A group of Israeli Jews who were born in Iraq are planning a spring trip to the Kurdish-controlled zone, but the continuing conflict could keep them from visiting the city where many of them once lived, an organizer said Wednesday.

Anti-Jewish violence that erupted with the creation of Israel in 1948 put an end to centuries of relatively peaceful Jewish life in Iraq. Most Jews left for Israel, unable to even think about returning to visit until the U.S.-led assault toppled the regime of Saddam Hussein.

Now the Mosul Jewry Heritage Center in the Israeli port city of Haifa is organizing tours to northern Iraq, where Kurds, traditionally friendly to Jews, are in control, said Aharon Efroni, chairman of the center.

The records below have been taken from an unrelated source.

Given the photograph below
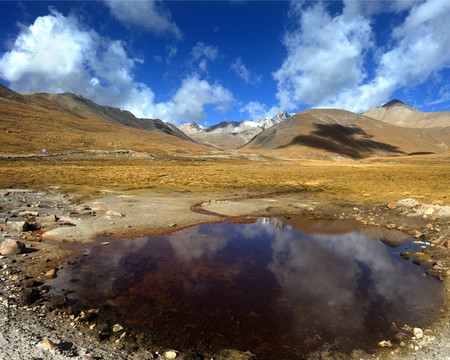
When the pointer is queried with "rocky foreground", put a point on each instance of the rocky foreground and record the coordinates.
(35, 325)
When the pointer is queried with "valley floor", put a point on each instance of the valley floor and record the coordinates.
(126, 195)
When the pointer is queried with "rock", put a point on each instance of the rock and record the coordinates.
(230, 354)
(170, 354)
(117, 328)
(57, 301)
(385, 343)
(418, 333)
(82, 208)
(51, 273)
(46, 344)
(30, 283)
(114, 213)
(12, 247)
(28, 213)
(48, 219)
(98, 208)
(17, 225)
(28, 297)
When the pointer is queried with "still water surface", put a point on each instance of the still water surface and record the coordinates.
(279, 288)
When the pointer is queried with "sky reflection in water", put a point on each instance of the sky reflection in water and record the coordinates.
(264, 287)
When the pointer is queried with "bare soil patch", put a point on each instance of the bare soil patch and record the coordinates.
(142, 197)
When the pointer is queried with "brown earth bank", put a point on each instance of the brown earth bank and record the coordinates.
(139, 197)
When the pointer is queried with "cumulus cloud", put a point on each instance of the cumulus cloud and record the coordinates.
(324, 57)
(324, 66)
(245, 74)
(188, 103)
(56, 54)
(202, 53)
(257, 111)
(146, 14)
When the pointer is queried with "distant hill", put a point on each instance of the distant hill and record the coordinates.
(328, 133)
(398, 113)
(83, 106)
(32, 122)
(231, 134)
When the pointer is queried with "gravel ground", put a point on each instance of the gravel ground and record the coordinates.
(34, 327)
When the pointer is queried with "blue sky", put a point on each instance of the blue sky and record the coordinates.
(212, 61)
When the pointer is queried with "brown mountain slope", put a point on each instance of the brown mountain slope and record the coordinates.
(397, 113)
(30, 126)
(80, 105)
(325, 133)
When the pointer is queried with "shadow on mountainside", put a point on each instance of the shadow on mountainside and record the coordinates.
(347, 140)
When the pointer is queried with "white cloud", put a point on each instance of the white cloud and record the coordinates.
(324, 57)
(241, 70)
(324, 65)
(202, 52)
(257, 111)
(188, 103)
(144, 13)
(56, 54)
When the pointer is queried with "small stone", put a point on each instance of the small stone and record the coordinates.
(385, 343)
(170, 354)
(49, 219)
(114, 213)
(51, 273)
(28, 213)
(98, 208)
(418, 333)
(46, 344)
(117, 328)
(12, 247)
(16, 225)
(82, 208)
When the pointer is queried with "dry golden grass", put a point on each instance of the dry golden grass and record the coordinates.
(377, 181)
(28, 129)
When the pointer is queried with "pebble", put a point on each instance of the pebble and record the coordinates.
(51, 273)
(170, 354)
(418, 333)
(117, 328)
(46, 344)
(385, 343)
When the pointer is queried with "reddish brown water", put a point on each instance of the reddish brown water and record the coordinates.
(265, 287)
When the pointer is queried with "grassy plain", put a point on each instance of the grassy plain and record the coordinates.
(374, 181)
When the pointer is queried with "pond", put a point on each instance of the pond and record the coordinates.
(277, 287)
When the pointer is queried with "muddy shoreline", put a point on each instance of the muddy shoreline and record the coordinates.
(52, 220)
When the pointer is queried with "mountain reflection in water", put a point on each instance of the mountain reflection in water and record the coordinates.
(265, 287)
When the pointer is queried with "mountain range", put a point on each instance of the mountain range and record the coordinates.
(62, 122)
(231, 134)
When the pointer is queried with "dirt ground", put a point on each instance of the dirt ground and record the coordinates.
(92, 196)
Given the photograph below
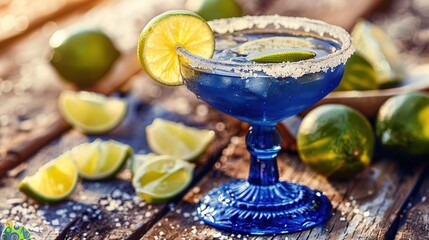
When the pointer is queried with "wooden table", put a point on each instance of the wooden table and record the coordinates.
(387, 200)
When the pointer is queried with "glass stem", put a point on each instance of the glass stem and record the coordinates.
(263, 142)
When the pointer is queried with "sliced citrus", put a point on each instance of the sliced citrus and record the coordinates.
(177, 140)
(91, 112)
(278, 57)
(162, 179)
(139, 159)
(272, 43)
(336, 141)
(53, 182)
(159, 39)
(100, 160)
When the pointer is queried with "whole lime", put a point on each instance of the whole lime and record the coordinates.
(336, 141)
(403, 124)
(84, 57)
(215, 9)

One purpose is to visit the graves of Jews, he said.

The ultimate goal is to visit the city of Mosul, about 75 miles south of the Turkish-Iraqi border, where many taking part in the trip are from. But Efroni said that might not be possible because of the ongoing conflict in Iraq.

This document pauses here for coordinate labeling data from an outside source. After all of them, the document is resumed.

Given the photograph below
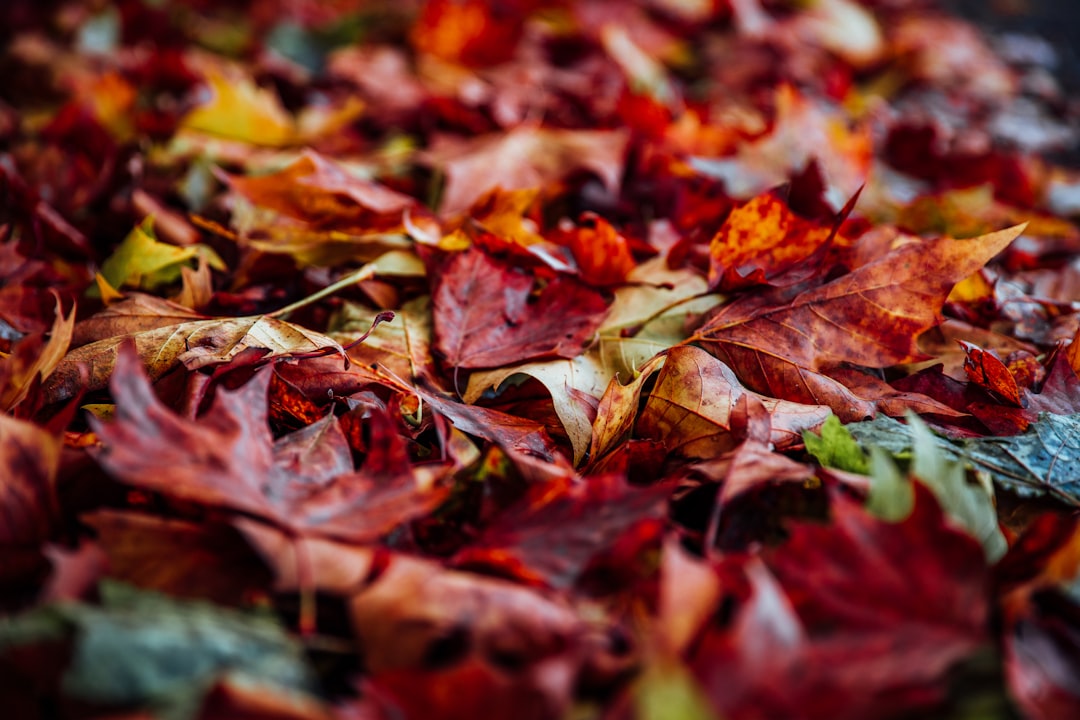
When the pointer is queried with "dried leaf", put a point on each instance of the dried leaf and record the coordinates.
(485, 314)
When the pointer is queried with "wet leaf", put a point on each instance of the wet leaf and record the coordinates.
(871, 316)
(690, 408)
(486, 315)
(144, 650)
(194, 344)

The trip was originally limited to 10 people, but many more expressed interest, he said, so there will be at least two groups going in the spring. If all goes well, there will be more trips in the future, he said.

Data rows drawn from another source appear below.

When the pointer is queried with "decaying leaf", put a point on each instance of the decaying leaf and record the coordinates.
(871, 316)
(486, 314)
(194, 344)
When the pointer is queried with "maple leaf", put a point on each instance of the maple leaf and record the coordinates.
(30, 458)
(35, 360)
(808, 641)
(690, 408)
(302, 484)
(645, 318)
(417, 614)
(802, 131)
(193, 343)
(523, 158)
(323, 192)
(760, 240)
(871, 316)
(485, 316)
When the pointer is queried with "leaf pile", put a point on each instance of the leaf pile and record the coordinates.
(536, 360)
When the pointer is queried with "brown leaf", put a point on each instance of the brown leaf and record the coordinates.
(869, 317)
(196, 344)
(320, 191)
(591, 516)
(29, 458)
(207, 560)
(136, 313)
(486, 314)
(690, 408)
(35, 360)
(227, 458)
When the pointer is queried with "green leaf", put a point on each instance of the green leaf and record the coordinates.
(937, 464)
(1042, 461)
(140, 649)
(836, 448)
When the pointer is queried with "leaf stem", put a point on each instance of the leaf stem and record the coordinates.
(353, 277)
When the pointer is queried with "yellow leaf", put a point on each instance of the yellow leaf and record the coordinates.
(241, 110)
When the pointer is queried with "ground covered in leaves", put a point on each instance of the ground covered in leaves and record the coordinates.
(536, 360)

Jewish communities, with synagogues, yeshivas, and charitable organizations, once thrived in Baghdad, Mosul and other Iraqi cities, according to the Babylonian Jewry Heritage Center in Or Yehuda, outside Tel Aviv.

Fleeing the violence, about 120,000 Iraqi Jews came to Israel, most of them in a series of airlifts in 1951, according to the World Zionist Organization.

The group plans to fly to Turkey, then take a bus into Iraq through Kurdish-controlled areas, Efroni said. Once inside Iraq, a Kurdish guide will meet the group, he said.

Since the end of the first Gulf war in 1991, many Israelis who were born in Iraq began going back to the country because its Kurdish-controlled areas were relatively autonomous and friendly to Israeli visitors, said Moti Zaken, a former Arab affairs adviser to the Israeli prime minister's office.

Like other Israeli immigrants, Jews from Iraq feel bonds with their former homeland. This is especially true for Israelis who came from Kurdistan, now part of Iraq, Zaken said.

"Relatively, Jews had good relationships with the Kurds and Muslims there," he said. "Therefore, they have some good memories about the culture."

Zaken said Israelis used to go to Turkey and look across its southern border to Iraq, "just to see and smell their homeland."